[MDEV-26618] OPTIMIZE table not replicating Created: 2021-09-16  Updated: 2023-04-27

Status: Confirmed
Project: MariaDB Server
Component/s: Data Definition - Alter Table, Replication
Affects Version/s: 10.4.19, 10.4.21
Fix Version/s: 10.4, 10.5, 10.6

Type: Bug Priority: Major
Reporter: Manuel Arostegui Assignee: Sergei Golubchik
Resolution: Unresolved Votes: 1
Labels: None
Environment:

debian buster


Issue Links:
Blocks
blocks MDEV-25274 OPTIMIZE TABLE does not ignore read_only Open

 Description   

We are trying to optimize a table which is around 50GB and that after the optimization should reduce to around 14GB.

We have noticed that running the optimize on the master (10.4.19+STATEMENT or 10.4.21) it doesn't get written on the binlog and hence it doesn't get replicated to any of the slaves.

	=== db2123 (s5 codfw master): ===
 
mysql:root@localhost [dewiki]> alter table logging engine=InnoDB;
Query OK, 0 rows affected (8 min 47.942 sec)
Records: 0  Duplicates: 0  Warnings: 0
 
mysql:root@localhost [dewiki]> optimize table logging;
+----------------+----------+----------+-------------------------------------------------------------------+
| Table          | Op       | Msg_type | Msg_text                                                          |
+----------------+----------+----------+-------------------------------------------------------------------+
| dewiki.logging | optimize | note     | Table does not support optimize, doing recreate + analyze instead |
| dewiki.logging | optimize | status   | OK                                                                |
+----------------+----------+----------+-------------------------------------------------------------------+
2 rows in set (8 min 31.735 sec)
 
root@db2123:/srv/sqldata# mysqlbinlog --base64-output=DECODE-ROWS db2123-bin.001717 | grep "optimize table"
root@db2123:/srv/sqldata# mysqlbinlog --base64-output=DECODE-ROWS db2123-bin.001717 | grep "alter table"
alter table logging engine=InnoDB
root@db2123:/srv/sqldata#
 
=== db2111 (s5 codfw slave - happens everywhere): === 
 
root@db2111:/srv/sqldata#  mysqlbinlog -vvv   db2111-relay-bin.001406 | grep "alter table"
alter table logging engine=InnoDB
root@db2111:/srv/sqldata#  mysqlbinlog -vvv   db2111-relay-bin.001406 | grep "optimize table"
root@db2111:/srv/sqldata#

Using alter table engine=InnoDB does get replicated.

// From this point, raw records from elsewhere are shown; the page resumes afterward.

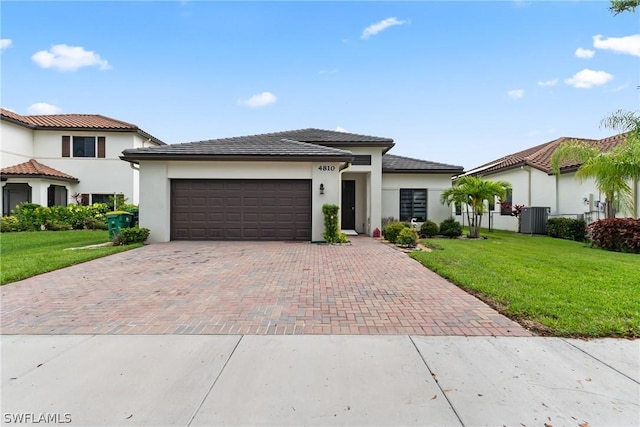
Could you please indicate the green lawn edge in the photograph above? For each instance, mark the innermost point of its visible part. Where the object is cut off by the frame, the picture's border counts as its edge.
(551, 286)
(28, 254)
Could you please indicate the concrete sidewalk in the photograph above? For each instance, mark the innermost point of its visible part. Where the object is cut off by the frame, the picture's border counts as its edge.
(202, 380)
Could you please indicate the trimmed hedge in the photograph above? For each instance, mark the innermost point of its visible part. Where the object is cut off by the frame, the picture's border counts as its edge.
(408, 237)
(33, 217)
(567, 228)
(616, 234)
(451, 228)
(392, 230)
(429, 228)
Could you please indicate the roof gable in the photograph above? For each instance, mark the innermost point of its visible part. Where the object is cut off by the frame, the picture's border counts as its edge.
(399, 164)
(74, 122)
(35, 169)
(539, 157)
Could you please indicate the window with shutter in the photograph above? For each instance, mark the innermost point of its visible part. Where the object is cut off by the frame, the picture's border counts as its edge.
(102, 147)
(413, 204)
(66, 146)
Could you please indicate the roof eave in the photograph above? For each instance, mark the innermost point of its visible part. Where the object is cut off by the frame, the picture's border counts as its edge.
(442, 171)
(6, 176)
(235, 158)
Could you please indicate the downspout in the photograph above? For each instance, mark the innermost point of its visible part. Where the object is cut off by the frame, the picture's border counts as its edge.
(528, 170)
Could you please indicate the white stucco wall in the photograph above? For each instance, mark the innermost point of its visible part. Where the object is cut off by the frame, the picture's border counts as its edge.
(16, 144)
(361, 180)
(371, 217)
(155, 187)
(97, 175)
(434, 183)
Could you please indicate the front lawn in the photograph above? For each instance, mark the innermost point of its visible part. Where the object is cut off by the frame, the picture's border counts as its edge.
(555, 287)
(27, 254)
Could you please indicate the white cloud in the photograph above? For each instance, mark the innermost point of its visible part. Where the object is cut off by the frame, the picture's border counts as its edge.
(516, 93)
(43, 108)
(586, 79)
(5, 43)
(374, 29)
(259, 100)
(629, 45)
(584, 53)
(547, 83)
(69, 58)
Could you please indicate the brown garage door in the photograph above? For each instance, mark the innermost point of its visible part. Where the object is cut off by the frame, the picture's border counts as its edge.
(238, 209)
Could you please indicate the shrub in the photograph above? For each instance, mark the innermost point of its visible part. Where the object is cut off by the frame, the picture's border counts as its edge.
(450, 228)
(129, 236)
(331, 231)
(616, 234)
(392, 230)
(29, 216)
(408, 237)
(429, 228)
(567, 228)
(10, 223)
(95, 224)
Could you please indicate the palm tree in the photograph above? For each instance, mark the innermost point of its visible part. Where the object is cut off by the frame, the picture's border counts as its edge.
(614, 170)
(473, 191)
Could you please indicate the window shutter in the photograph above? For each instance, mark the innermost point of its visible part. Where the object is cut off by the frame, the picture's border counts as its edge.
(102, 145)
(66, 146)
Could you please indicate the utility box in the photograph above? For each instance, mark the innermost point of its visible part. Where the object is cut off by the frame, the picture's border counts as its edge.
(118, 220)
(533, 220)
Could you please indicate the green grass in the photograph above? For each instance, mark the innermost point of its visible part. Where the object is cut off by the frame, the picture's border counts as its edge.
(27, 254)
(555, 287)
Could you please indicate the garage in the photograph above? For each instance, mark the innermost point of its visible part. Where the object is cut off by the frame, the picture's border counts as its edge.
(240, 209)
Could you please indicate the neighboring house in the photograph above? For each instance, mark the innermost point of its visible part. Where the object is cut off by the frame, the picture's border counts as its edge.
(272, 186)
(534, 184)
(49, 158)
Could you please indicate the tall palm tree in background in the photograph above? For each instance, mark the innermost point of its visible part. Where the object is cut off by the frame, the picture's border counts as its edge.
(615, 172)
(473, 191)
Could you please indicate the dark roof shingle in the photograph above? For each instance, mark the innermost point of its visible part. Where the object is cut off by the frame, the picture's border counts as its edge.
(33, 168)
(264, 147)
(393, 163)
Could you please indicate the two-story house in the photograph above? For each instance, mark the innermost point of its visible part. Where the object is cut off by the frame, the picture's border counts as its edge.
(56, 159)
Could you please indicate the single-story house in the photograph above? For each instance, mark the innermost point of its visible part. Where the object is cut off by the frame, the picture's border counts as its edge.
(273, 186)
(47, 159)
(535, 185)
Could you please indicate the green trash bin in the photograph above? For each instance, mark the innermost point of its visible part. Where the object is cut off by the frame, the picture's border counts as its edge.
(136, 215)
(117, 220)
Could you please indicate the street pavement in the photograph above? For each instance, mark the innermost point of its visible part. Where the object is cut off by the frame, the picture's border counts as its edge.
(318, 380)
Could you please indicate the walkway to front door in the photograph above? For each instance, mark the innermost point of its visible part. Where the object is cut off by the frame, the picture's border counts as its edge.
(248, 288)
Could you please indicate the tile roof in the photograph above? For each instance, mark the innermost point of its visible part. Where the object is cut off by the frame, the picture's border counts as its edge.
(539, 157)
(74, 122)
(393, 163)
(255, 147)
(34, 169)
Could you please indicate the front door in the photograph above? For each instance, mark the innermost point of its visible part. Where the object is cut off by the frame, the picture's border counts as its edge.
(348, 217)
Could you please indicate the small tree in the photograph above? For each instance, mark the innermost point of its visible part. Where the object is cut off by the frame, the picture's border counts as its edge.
(474, 190)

This is a different host (runs ROW based):

mysql:root@localhost [dewiki]> optimize table logging;
+----------------+----------+----------+-------------------------------------------------------------------+
| Table          | Op       | Msg_type | Msg_text                                                          |
+----------------+----------+----------+-------------------------------------------------------------------+
| dewiki.logging | optimize | note     | Table does not support optimize, doing recreate + analyze instead |
| dewiki.logging | optimize | status   | OK                                                                |
+----------------+----------+----------+-------------------------------------------------------------------+
2 rows in set (13 min 12.645 sec)
 
mysql:root@localhost [dewiki]> alter table logging engine=InnoDB ROW_FORMAT=COMPRESSED;
Query OK, 0 rows affected (13 min 6.271 sec)
Records: 0  Duplicates: 0  Warnings: 0
 
root@db1154:/srv/sqldata.s5#  mysqlbinlog -vvv --base64-output=DECODE-ROWS db1154-bin.000430 | grep -i "alter table"
alter table logging engine=InnoDB ROW_FORMAT=COMPRESSED
 
root@db1154:/srv/sqldata.s5#  mysqlbinlog -vvv --base64-output=DECODE-ROWS db1154-bin.000430 | grep -i "optimize table"
root@db1154:/srv/sqldata.s5#

We have seen this on 10.4.19 and 10.4.21
Both hosts are intermediate masters

Table definition (happens with both compressed and non compressed version of this table):

*************************** 1. row ***************************
       Table: logging
Create Table: CREATE TABLE `logging` (
  `log_id` int(10) unsigned NOT NULL AUTO_INCREMENT,
  `log_type` varbinary(32) NOT NULL DEFAULT '',
  `log_action` varbinary(32) NOT NULL DEFAULT '',
  `log_timestamp` varbinary(14) NOT NULL DEFAULT '19700101000000',
  `log_namespace` int(11) NOT NULL DEFAULT 0,
  `log_title` varbinary(255) NOT NULL DEFAULT '',
  `log_comment_id` bigint(20) unsigned NOT NULL,
  `log_params` blob NOT NULL,
  `log_deleted` tinyint(3) unsigned NOT NULL DEFAULT 0,
  `log_actor` bigint(20) unsigned NOT NULL,
  `log_page` int(10) unsigned DEFAULT NULL,
  PRIMARY KEY (`log_id`),
  KEY `type_time` (`log_type`,`log_timestamp`),
  KEY `page_time` (`log_namespace`,`log_title`,`log_timestamp`),
  KEY `times` (`log_timestamp`),
  KEY `log_page_id_time` (`log_page`,`log_timestamp`),
  KEY `actor_time` (`log_actor`,`log_timestamp`),
  KEY `log_actor_type_time` (`log_actor`,`log_type`,`log_timestamp`),
  KEY `log_type_action` (`log_type`,`log_action`,`log_timestamp`)
) ENGINE=InnoDB AUTO_INCREMENT=133843953 DEFAULT CHARSET=binary

Server variables: https://phabricator.wikimedia.org/P17279

All this made me doubt if OPTIMIZE (or even ANALYZE) gets replicated by default and I double checked it does:



 Comments   
Comment by Manuel Arostegui [ 2021-09-16 ]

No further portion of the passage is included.